Riley could hear the way he automatically compared himself, unspoken, in the description.
“I don’t think it ever occurred to him that we might be caught,” Clark said, a hint of fondness soaking through. “He designed the lidar map to buy us time and investment for the resources we’d need to truly find the temple. It almost worked. We got more funding, a bigger crew. The temple might very well sit at the bottom of that bay. But my father’s movie put the family in a spotlight even Patrick couldn’t anticipate. Of course, industry analysts wanted to look into the research and expedition of Alfie Edgeware’s sons when rumors began to circulate that they’d followed in the family footsteps.”
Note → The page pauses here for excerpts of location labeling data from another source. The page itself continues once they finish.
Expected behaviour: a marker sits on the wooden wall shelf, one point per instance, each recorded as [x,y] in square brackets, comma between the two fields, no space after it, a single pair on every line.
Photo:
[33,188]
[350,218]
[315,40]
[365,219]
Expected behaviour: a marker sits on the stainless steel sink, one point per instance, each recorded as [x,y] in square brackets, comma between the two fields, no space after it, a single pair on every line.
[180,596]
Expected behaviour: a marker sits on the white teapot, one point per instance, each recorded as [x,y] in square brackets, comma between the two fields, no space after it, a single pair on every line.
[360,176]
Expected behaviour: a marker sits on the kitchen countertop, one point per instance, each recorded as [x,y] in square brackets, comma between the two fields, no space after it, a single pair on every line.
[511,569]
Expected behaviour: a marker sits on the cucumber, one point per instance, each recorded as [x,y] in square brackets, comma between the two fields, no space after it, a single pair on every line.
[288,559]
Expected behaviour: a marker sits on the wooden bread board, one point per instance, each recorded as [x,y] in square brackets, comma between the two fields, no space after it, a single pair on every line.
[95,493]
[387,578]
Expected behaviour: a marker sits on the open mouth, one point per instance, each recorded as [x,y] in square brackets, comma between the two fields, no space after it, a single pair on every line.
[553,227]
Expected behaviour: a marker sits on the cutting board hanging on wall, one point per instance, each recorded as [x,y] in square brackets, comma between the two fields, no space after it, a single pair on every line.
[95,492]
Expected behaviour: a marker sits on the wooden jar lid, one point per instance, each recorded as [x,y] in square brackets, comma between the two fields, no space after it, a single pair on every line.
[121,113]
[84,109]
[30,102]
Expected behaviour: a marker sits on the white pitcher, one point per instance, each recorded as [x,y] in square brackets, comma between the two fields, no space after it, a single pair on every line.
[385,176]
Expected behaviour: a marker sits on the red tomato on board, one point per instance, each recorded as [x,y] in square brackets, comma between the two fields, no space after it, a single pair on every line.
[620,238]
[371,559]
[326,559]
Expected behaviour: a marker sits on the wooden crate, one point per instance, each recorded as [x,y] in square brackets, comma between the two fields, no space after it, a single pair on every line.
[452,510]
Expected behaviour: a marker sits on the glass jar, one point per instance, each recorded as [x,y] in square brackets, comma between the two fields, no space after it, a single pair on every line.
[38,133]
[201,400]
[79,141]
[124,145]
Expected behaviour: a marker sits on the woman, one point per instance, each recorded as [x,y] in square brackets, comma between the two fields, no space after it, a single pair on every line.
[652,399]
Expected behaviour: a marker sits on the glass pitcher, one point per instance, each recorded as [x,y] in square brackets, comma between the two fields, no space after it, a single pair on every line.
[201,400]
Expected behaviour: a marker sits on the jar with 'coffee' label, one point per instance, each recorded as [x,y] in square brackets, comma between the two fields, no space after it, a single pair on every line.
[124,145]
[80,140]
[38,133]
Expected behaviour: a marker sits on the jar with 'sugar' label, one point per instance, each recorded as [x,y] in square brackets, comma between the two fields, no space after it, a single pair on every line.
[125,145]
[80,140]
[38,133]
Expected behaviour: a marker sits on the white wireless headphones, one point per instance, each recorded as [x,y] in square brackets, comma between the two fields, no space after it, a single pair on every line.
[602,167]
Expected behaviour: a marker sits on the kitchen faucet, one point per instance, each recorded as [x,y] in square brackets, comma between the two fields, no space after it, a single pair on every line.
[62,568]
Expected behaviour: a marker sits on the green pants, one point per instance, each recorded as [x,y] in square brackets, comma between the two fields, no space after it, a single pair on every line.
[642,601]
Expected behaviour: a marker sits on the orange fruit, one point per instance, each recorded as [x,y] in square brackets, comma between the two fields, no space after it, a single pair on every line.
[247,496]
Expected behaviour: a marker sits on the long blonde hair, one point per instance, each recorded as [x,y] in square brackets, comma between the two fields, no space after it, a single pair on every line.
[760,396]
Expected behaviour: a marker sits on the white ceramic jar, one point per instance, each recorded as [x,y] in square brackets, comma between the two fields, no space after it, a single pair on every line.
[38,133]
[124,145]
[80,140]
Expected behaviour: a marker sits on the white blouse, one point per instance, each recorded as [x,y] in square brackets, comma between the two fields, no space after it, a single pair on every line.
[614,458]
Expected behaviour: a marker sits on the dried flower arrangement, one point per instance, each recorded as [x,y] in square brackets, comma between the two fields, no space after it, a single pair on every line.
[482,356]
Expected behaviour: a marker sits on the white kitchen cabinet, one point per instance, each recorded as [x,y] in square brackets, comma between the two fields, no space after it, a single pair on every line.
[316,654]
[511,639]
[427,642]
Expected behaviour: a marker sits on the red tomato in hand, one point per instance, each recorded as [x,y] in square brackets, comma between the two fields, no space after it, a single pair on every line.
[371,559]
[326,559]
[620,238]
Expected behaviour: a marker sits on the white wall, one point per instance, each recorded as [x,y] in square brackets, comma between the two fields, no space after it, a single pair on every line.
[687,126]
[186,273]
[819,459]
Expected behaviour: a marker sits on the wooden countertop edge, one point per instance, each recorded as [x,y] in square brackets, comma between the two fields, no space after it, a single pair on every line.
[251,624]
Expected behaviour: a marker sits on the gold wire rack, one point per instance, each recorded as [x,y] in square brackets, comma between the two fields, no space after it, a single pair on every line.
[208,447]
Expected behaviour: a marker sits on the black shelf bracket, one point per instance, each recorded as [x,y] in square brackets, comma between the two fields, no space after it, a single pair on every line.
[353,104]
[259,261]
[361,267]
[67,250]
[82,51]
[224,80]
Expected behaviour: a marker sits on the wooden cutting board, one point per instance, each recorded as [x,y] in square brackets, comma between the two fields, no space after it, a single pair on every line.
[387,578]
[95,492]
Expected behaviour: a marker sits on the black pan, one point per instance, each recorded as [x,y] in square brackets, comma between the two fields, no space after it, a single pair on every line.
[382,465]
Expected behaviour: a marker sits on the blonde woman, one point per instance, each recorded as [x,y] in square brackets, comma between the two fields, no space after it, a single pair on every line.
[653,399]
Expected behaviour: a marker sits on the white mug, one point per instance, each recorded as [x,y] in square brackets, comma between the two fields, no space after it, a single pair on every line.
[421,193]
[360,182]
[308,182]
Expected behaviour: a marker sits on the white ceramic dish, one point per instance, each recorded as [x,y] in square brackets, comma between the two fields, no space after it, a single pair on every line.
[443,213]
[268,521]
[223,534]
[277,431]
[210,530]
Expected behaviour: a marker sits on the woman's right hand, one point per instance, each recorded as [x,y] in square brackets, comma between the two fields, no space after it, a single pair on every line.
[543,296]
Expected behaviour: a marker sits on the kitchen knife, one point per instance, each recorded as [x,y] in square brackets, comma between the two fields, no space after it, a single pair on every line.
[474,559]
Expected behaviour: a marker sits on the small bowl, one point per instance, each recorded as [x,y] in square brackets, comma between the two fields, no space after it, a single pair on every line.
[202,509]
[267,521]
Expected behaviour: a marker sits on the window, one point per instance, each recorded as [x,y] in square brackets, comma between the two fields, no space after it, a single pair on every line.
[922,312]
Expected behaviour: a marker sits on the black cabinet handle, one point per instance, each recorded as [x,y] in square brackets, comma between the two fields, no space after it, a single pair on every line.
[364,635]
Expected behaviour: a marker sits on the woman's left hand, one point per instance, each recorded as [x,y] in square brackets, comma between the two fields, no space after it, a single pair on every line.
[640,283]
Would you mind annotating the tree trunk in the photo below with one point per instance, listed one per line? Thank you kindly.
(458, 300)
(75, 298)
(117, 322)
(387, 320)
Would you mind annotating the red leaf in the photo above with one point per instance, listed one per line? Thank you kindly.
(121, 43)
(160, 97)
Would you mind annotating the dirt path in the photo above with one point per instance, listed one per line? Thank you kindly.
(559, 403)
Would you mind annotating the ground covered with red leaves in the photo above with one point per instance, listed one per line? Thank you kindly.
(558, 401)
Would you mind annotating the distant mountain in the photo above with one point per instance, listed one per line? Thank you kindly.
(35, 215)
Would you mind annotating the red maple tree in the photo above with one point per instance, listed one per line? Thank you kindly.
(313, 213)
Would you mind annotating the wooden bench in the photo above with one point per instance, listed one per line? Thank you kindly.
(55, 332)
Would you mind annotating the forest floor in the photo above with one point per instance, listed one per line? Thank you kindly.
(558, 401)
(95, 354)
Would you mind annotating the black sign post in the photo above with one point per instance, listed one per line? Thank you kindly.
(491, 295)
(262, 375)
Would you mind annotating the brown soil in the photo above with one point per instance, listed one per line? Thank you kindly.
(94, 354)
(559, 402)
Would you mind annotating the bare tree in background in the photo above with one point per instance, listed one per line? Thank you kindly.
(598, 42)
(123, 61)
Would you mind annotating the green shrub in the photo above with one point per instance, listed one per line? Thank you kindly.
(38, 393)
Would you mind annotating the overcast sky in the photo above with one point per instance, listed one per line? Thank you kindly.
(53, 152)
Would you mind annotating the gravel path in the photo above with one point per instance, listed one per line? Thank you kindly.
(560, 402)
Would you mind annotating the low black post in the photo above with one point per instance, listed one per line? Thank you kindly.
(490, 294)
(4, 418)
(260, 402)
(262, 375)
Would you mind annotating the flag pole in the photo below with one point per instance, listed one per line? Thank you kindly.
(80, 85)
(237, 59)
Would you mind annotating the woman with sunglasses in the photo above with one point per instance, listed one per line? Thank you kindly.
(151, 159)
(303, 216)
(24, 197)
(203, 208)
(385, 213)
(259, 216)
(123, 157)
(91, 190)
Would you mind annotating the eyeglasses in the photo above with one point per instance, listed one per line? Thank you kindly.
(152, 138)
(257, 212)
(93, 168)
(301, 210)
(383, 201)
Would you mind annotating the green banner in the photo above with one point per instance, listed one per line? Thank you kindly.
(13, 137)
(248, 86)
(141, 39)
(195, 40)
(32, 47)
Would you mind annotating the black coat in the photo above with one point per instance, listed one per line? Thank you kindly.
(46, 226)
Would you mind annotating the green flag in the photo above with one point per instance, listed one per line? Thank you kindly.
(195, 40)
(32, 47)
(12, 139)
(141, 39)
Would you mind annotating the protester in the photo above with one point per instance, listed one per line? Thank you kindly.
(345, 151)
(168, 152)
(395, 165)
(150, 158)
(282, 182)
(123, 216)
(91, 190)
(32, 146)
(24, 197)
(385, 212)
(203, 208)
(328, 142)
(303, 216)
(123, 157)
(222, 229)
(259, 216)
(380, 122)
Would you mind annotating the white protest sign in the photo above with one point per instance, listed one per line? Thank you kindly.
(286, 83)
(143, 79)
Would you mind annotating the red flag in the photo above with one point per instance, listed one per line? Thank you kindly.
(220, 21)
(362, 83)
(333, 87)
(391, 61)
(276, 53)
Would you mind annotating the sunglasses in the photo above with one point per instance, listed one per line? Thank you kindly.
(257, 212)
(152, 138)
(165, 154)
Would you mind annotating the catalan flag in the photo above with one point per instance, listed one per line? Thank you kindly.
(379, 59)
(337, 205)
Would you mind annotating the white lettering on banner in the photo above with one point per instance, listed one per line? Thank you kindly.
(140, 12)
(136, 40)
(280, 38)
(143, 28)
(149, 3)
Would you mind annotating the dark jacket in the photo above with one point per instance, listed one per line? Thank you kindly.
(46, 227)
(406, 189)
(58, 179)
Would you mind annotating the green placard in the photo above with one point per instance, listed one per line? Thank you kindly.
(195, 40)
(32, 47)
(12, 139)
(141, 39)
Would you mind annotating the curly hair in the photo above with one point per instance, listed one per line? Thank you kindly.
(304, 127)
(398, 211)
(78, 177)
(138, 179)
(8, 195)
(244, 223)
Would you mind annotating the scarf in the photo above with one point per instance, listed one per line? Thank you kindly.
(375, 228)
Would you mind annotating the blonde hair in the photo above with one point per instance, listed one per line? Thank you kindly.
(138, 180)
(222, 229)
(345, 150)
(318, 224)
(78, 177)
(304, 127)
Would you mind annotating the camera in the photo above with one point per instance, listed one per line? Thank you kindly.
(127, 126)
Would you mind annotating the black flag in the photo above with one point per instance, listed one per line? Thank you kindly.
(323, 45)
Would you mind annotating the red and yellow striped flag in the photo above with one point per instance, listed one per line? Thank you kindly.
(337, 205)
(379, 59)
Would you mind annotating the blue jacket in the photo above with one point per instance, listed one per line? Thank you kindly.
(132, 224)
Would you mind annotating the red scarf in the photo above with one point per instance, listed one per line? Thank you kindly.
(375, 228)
Riley’s next breath came harsh, the fall of her rib cage painful. It hurt to hear the strange vacancy in Clark’s words, the detachment she knew he paid for dearly.
Before, she’d felt bad for him, betrayed by a friend. But this was different.
Riley knew from experience what it felt like when your family failed you.
Suddenly she could smell spaghetti burning on the stove as her dad walked out the door. Her mom chucking his favorite flannel at his retreating back.
“Patrick couldn’t stay, after the scandal. He tried. He wanted to fix things, but our dad was relentless.” Clark shook his head sharply, cutting himself off. “He’s in Japan now. We don’t speak much. I’m not sure either of us knows what to say. He sends the occasional letter. Says the mountains are peaceful.”
Her arms ached with the desire to reach for Clark, even though she knew it would be unwelcome. Riley had never been anyone’s comfort—even her mom didn’t take well to coddling—but she felt in her chest the exact kind of wound that she heard in his voice.
The one that came from a blow you never saw coming. Because your older brother, like your father, was someone you believed would protect you.
“I’m sorry.” Riley didn’t know which part she was apologizing over.
For what had happened to him and his family? For breaking in here? Or for stumbling across a raw truth that he hadn’t offered her?
Setting the newspaper down on the bed, he crossed back to the kitchen, pulling something out of a drawer with jerky, urgent movements.